Re: Add os_page_num to pg_buffercache - Mailing list pgsql-hackers

From Tomas Vondra
Subject Re: Add os_page_num to pg_buffercache
Date
Msg-id e2bfe8a0-70c5-49d8-bedb-c643b90930f8@vondra.me
Whole thread Raw
In response to Re: Add os_page_num to pg_buffercache  (Bertrand Drouvot <bertranddrouvot.pg@gmail.com>)
Responses Re: Add os_page_num to pg_buffercache
List pgsql-hackers
On 7/1/25 15:45, Bertrand Drouvot wrote:
> Hi,
> 
> On Thu, Apr 10, 2025 at 03:05:29PM +0000, Bertrand Drouvot wrote:
>> Hi,
>>
>> On Thu, Apr 10, 2025 at 09:58:18AM -0500, Nathan Bossart wrote:
>>> On Thu, Apr 10, 2025 at 03:35:24PM +0200, Tomas Vondra wrote:
>>>> This seems like a good idea in principle, but at this point it has to
>>>> wait for PG19. Please add it to the July commitfest.
>>>
>>> +1.  From a glance, this seems to fall in the "new feature" bucket and
>>> should likely wait for v19.
>>
>> Thank you both for providing your thoughts that confirm my initial doubt. Let's
>> come back to that one later then.
>>
> 
> Here we are.
> 
> Please find attached a rebased version and while at it, v2 adds a new macro and
> a function to avoid some code duplication between pg_buffercache_pages() and
> pg_buffercache_numa_pages().
> 
> So, PFA:
> 
> 0001 - Introduce GET_MAX_BUFFER_ENTRIES and get_buffer_page_boundaries
> 
> Those new macro and function are extracted from pg_buffercache_numa_pages() and
> pg_buffercache_numa_pages() makes use of them.
> 
> 0002 - Add os_page_num to pg_buffercache
> 
> Making use of the new macro and function from 0001.
> 
> As it's for v19, also bumping pg_buffercache's version to 1.7.
> 

Thanks for the updated patch!

I took a quick look on this, and I doubt we want to change the schema of
pg_buffercache like this. Adding columns is fine, but it seems rather
wrong to change the cardinality. The view is meant to be 1:1 mapping for
buffers, but now suddenly it's 1:1 with memory pages. Or rather (buffer,
page), to be precise.

I think this will break a lot of monitoring queries, and possibly in a
very subtle way - especially on systems with huge pages, where most
buffers will have one row, but then a buffer that happens to be split on
two pages will have two rows. That seems not great.
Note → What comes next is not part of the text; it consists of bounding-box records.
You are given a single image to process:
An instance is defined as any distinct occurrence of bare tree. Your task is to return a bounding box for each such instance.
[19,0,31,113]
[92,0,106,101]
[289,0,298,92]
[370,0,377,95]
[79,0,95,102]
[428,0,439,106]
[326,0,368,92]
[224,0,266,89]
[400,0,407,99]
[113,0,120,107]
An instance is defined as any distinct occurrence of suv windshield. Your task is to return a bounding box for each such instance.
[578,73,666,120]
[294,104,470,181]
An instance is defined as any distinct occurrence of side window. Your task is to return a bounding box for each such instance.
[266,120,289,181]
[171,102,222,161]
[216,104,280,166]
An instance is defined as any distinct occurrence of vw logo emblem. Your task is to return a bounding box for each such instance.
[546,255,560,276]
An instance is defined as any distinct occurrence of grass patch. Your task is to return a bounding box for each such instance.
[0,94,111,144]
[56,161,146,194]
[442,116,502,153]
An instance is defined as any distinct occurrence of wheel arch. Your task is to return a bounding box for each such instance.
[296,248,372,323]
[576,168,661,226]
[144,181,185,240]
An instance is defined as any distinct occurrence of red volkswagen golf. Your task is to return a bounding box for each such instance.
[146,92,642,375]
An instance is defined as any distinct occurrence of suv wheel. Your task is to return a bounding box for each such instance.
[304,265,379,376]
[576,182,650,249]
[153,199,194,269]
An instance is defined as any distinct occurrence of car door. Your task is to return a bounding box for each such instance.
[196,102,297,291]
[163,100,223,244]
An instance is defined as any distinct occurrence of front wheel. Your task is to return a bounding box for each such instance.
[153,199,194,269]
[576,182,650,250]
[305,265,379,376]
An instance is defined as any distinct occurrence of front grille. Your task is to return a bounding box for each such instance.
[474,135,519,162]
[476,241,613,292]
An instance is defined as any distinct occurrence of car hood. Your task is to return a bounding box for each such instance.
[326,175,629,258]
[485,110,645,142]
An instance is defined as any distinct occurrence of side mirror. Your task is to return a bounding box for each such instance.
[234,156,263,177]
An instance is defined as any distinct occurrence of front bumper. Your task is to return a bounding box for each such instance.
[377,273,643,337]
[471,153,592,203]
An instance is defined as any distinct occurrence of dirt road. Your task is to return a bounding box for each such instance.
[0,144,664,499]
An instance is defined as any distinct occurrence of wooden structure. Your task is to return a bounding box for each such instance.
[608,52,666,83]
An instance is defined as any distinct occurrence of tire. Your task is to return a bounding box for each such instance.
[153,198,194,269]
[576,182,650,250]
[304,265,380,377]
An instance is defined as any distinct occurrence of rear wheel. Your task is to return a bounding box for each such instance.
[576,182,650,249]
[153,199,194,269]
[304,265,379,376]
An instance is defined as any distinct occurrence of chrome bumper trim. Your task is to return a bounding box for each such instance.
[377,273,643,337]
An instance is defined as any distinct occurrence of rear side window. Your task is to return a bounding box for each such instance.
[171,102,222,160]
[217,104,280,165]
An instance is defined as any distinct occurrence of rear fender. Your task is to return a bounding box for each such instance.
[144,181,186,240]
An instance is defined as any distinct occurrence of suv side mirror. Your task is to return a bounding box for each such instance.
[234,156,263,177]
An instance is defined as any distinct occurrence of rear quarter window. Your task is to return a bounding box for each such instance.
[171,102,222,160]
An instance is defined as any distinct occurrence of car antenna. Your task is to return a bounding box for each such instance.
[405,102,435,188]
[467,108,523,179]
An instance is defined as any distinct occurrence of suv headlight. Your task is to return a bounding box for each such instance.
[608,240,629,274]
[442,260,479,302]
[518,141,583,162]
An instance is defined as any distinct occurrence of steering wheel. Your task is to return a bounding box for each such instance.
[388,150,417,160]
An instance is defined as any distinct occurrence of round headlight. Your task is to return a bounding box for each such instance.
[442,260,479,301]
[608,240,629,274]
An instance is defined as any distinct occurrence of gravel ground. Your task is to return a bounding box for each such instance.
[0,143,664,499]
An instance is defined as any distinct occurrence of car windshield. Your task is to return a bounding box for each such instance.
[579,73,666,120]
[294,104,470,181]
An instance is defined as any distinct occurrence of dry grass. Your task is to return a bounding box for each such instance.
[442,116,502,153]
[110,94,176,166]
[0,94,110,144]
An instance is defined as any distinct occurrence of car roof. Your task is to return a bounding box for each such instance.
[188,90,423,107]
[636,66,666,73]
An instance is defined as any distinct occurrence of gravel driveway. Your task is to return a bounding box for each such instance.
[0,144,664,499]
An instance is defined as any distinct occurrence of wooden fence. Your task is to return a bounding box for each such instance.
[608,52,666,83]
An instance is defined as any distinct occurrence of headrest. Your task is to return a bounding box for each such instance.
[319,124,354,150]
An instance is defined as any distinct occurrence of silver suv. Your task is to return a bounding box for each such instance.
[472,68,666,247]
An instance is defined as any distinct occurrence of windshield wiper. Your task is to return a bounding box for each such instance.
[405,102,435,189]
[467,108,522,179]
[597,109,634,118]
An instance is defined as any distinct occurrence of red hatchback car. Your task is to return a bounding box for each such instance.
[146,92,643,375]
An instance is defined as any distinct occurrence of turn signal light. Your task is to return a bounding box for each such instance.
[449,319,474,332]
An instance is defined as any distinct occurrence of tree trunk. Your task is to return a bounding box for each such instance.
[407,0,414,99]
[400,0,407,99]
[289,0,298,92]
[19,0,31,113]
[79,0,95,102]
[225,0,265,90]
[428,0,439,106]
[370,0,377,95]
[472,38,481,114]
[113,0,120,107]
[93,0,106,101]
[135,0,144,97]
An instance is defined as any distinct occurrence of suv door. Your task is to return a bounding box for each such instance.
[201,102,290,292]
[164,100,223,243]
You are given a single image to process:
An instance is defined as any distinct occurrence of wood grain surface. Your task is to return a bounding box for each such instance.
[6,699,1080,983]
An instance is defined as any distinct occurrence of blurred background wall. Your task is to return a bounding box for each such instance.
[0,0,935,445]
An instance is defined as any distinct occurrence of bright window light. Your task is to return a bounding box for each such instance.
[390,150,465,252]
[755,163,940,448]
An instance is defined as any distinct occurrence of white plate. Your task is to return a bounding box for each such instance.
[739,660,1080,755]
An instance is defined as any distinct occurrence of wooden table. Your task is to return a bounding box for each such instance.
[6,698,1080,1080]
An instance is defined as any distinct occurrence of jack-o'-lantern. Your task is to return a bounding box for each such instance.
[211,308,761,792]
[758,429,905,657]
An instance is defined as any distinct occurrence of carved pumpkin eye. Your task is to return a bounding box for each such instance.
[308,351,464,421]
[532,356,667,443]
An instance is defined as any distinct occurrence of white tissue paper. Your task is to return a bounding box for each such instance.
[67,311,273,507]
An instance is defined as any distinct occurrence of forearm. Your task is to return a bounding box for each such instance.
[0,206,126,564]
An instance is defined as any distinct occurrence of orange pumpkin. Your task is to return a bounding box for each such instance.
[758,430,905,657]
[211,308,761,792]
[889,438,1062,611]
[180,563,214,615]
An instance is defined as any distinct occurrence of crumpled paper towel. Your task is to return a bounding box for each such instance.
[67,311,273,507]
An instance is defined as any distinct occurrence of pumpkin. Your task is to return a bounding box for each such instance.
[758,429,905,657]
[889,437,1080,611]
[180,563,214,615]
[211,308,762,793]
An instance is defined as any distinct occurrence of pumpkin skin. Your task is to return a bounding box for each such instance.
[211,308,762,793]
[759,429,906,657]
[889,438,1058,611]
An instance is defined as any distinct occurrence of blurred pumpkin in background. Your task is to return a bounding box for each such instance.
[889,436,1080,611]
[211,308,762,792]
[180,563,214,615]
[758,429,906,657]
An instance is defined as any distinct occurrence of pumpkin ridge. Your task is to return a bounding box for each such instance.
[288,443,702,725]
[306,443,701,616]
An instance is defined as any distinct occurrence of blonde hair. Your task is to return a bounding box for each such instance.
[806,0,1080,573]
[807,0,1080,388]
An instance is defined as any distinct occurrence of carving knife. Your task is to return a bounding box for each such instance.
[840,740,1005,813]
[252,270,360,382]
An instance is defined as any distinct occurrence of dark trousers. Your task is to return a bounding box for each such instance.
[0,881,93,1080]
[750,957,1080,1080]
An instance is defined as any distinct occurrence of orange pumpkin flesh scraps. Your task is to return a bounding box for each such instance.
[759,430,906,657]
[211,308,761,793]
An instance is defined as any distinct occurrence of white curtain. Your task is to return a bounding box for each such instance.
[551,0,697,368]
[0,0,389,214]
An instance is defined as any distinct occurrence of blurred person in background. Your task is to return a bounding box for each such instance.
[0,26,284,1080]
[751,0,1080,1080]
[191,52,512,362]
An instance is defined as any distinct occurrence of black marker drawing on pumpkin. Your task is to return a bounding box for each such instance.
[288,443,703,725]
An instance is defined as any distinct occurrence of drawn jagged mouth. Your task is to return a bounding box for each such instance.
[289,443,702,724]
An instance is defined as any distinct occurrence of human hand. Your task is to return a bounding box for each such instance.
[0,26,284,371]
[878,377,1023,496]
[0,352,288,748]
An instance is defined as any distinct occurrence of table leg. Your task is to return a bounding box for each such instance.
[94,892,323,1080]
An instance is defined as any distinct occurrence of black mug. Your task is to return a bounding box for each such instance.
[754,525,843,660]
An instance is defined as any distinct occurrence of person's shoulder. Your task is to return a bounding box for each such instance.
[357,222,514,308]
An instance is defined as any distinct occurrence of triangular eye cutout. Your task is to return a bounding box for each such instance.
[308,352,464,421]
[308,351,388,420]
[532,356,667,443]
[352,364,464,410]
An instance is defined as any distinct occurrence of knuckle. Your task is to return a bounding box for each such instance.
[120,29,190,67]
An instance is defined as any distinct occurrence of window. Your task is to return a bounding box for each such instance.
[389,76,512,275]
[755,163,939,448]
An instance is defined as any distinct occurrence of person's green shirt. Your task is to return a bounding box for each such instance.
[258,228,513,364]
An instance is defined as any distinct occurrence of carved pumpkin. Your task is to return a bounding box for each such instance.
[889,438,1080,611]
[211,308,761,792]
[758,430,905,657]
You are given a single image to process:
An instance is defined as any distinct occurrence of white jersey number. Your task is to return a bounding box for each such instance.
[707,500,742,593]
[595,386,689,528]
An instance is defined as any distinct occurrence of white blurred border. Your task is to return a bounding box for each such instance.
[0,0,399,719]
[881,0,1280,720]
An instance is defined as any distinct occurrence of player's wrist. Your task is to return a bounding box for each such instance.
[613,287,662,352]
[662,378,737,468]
Just look at the changes needed in regression tests, where the first
test now needs to be

  -select count(*) = (select setting::bigint
  +select count(*) >= (select setting::bigint
                    from pg_settings
                    where name = 'shared_buffers')

which seems like a much weaker check.

IMHO it'd be better to have a new view for this info, something like
pg_buffercache_pages, or something like that.

But I'm also starting to question if the patch really is that useful.
Sure, people may not have NUMA support enabled (e.g. on non-linux
platforms), and even if they do the _numa view is quite expensive.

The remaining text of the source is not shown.